We have never hired an experienced lateral partner, believing that our principles and culture must be learned from scratch, and that bringing in lawyers trained in the old cultures harmed efficiency and threatened quality.

Our philosophy has turned the typical law firm structure upside down. Most large firms have few true partners and a large number of inexperienced associates. A typical ratio is 3.5 associates to each partner.

Our experience metric is dramatically different: instead of the usual 3.5 associates/partner, we have 3.5 partners for each associate. This reversal of the typical large firm partner/associate ratio gives us a major competitive advantage in experience.

We established the Bartlit Beck University teaching our lawyers all the skills needed in our profession.

We ensured that most of our lawyers get in court on trials every year so they have hard-core experience.

The result is small teams of very experienced lawyers on our matters.

Regarding technology, every lawyer in the firm is skilled at using all technology that reduces the time spent on projects and increases the quality of the projects.

Finally, we do no work where we are compensated on an hourly basis.
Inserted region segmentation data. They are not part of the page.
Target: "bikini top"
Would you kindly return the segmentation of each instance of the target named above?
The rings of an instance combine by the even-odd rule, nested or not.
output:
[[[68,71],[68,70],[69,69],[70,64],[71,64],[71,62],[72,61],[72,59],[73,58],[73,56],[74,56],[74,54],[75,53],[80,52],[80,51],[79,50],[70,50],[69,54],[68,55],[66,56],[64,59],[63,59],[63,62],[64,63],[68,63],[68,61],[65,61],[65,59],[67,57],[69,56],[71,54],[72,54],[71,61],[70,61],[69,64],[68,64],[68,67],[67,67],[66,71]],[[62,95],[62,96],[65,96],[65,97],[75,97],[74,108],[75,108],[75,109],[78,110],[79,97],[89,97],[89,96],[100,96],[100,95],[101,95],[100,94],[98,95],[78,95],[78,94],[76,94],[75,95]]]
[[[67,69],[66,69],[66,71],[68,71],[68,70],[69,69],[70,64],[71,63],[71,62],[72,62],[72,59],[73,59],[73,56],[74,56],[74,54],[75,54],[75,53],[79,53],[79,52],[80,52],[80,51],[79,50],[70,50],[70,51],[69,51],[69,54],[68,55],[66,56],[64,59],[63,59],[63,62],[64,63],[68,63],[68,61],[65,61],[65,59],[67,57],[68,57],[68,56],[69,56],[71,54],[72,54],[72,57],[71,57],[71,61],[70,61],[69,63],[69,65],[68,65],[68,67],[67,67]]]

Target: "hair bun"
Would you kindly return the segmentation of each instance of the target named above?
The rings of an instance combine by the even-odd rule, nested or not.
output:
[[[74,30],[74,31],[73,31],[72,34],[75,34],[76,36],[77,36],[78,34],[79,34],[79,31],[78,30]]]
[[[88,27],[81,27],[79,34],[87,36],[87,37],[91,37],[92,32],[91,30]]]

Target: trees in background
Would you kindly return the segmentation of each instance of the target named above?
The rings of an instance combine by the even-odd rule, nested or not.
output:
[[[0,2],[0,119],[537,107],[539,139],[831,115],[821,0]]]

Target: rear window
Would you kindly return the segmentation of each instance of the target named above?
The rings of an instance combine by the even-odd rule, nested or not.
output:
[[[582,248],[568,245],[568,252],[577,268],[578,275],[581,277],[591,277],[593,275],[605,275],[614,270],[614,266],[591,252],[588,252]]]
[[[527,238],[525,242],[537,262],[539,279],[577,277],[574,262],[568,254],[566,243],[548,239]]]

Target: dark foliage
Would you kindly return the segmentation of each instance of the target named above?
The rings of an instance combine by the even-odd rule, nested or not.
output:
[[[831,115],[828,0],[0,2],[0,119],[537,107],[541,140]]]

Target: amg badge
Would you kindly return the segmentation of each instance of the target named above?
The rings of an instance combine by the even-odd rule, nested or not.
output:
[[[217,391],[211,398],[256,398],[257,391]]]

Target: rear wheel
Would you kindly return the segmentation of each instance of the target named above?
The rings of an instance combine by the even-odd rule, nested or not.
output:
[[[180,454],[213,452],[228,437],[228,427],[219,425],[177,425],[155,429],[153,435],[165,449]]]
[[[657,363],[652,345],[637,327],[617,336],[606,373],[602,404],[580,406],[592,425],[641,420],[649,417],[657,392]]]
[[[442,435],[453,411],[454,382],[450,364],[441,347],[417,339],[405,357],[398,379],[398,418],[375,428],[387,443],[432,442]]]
We have made inquiry repeatedly of our peer firms, and believe we are the only firm in the world that does billion dollar litigation for Fortune 100 firms and is never compensated based on the hours expended.

We are rewarded by our clients for the value we create, not for taking a long time and using a large team.

As Peter Drucker teaches, true innovation results in beneficial, unexpected consequences beyond the original purpose of the innovation. This concept applies to our innovation in spades.

Our original purpose was to focus on efficiency: getting projects done in dramatically shorter times. But the efficiency-maximizing structure we created drove other unanticipated beneficial results:

• Our structure drives significantly higher quality. It turns out that small teams of highly experienced trial lawyers get better results than large teams of rookies. (We began to notice that, at most conferences of large firms addressing today’s issues, the word “quality” is never heard. Instead the focus is on “getting average lawyer hours up,” setting required hour goals, “realization” of fees for hours, and the like.)

• Our structure of small teams gets more lawyers in court on trials and results in much more firm experience.

• Use of technology and non-hourly billing creates a much more collegial and family favorable culture. There is no “face time” – the frequent informal “requirement/preference” that lawyers be present at the firm evenings and weekends to “prove” they are working.

We have learned in the past 20 years that quality is not scalable in law. Quality depends on firm leadership having firsthand personal knowledge of the abilities of every lawyer in the firm. We do not think this is possible in a 1,500 (or even 200) lawyer firm, so we have stayed small in order to maximize quality. When we started in 1993, we felt we had a five-year window before our competition followed our innovation. We were wrong. Almost 20 years later, no other firm has followed.

Why is this? The social science of innovation provides the answer: Those who have been most successful in the old, outmoded paradigm are the last to understand and adopt a new paradigm. We have seen that this is particularly true in law: Lawyers excel at finding out what is “wrong” with someone else’s idea and are by nature not nearly as comfortable with championing innovation as they are in criticizing the ideas of others.

We have more confidence than ever in the strength of our business model and in the inability of competitors to follow us.


Fred Bartlit is the founder of Bartlit Beck (Chicago and Denver), a firm described by the National Law Journal as “the nation’s hottest defense boutique, with a roster of litigation stars.” He was profiled by the ABA Journal in 2009 as one of the Lions of the Trial Bar, having tried more than 70 cases in 24 states, the Virgin Islands and Scotland.

He has been selected as counsel by two presidents: President George W. Bush for the Tallahassee “hanging chads” election contest, and President Barack Obama as chief counsel, for his “National Commission on the BP Deepwater Horizon Oil Spill and Offshore Drilling.”